Vermont considers health care cost regulations

Prices can vary widely between Vermont's 15 hospitals.

During a medical emergency, the last thing on a patient's mind is the cost of care. They simply want to be returned to a healthy state as quickly and comfortably as possible. 

However, this can cause significant problems for accounts receivable management professionals at the health care facility providing treatment. With the soaring popularity of high-deductible insurance plans, patients are increasingly unprepared to address the cost of their care. 

To make matters more difficult, the cost of treatment can vary dramatically from one facility to the next. A new report performed by the University of Massachusetts Center for Health Law and Economics for the Green Mountain Care Board illustrates the extent of the issue in Vermont.

The report found that prices at Vermont's 14 hospitals vary between 72 percent and 132 percent of the average price received. Now, the Green Mountain Care Board is charged with setting "reasonable rates" for health care services in the state. 

However, the Board has experienced difficulty due to Vermont's population distribution. One hospital, Fletcher Allen Health Care in Burlington, serves from one-third to one-half of the state's population, according to the Brattleboro Reformer. This allows it to receive equal rates from the state's major insurers.

The remainder of the state's hospitals are more rural, and serve a much smaller patient base. Like many other rural care facilities in the country, these hospitals have been encountering difficulties with healthcare revenue cycle management as a result of shrinking insurance reimbursements and patients seeking care services in major urban hospitals. 

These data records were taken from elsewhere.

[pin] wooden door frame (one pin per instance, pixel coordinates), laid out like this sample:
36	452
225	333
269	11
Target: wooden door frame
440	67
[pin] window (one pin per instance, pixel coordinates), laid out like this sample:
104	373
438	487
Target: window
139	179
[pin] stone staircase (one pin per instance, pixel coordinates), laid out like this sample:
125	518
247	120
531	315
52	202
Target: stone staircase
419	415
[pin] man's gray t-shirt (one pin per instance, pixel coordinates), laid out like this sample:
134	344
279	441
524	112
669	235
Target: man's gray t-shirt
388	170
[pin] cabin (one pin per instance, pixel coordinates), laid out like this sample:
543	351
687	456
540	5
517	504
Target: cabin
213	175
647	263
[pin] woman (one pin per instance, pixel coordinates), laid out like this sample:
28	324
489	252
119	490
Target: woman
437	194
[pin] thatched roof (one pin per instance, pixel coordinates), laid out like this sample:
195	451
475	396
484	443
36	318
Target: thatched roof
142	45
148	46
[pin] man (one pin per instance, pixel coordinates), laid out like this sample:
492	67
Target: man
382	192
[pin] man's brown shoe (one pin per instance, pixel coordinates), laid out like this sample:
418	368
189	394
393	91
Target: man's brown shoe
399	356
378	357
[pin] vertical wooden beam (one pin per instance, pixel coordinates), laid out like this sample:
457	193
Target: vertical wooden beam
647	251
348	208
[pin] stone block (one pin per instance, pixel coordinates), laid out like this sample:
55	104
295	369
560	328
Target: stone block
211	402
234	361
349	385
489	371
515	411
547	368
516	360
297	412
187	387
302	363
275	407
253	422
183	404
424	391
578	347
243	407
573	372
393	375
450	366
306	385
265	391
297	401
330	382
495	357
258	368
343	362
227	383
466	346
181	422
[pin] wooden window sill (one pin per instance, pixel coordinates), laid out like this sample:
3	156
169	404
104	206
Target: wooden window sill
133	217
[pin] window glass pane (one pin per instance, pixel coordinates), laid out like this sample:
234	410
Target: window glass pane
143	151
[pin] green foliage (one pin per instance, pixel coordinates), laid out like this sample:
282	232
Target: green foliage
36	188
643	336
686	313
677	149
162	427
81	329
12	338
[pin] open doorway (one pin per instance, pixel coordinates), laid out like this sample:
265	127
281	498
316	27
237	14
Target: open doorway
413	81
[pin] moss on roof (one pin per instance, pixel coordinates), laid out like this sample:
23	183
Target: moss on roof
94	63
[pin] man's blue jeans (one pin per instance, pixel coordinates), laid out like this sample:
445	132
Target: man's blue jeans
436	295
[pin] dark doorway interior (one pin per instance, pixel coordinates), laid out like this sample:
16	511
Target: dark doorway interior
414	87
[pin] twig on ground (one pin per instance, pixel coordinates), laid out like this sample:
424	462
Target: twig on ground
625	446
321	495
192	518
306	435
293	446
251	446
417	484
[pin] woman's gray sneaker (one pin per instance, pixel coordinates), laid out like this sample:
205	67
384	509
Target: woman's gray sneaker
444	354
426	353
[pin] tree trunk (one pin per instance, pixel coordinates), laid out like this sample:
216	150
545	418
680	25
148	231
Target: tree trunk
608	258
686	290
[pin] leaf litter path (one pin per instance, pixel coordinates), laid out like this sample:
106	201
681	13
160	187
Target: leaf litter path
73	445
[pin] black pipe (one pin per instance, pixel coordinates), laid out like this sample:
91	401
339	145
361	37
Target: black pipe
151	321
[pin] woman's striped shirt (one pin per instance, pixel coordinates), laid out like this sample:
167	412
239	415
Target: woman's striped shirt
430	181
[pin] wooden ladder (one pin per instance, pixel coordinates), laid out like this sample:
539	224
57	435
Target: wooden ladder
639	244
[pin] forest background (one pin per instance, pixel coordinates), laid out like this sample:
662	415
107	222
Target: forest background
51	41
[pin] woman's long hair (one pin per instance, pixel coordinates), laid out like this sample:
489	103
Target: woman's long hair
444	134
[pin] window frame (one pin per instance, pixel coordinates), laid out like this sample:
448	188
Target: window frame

To address this issue, the report suggests that the Green Mountain Care Board "develop uniform service groupings."  Payments for these groupings can then be adjusted for demographic differences, and the type or services offered, the source reports. 

The groupings standard payments could also be tied to the rate of growth in the state's economy, helping to keep health care costs from inflating too rapidly.

While the Green Mountain Care Board continues to explore solutions to address the lack of price consistency at Vermont Hospitals, care facilities that are suffering from complications caused by bad debt may seek accounts receivable outsourcing to improve cash flow and forge stronger provider/patient relationships.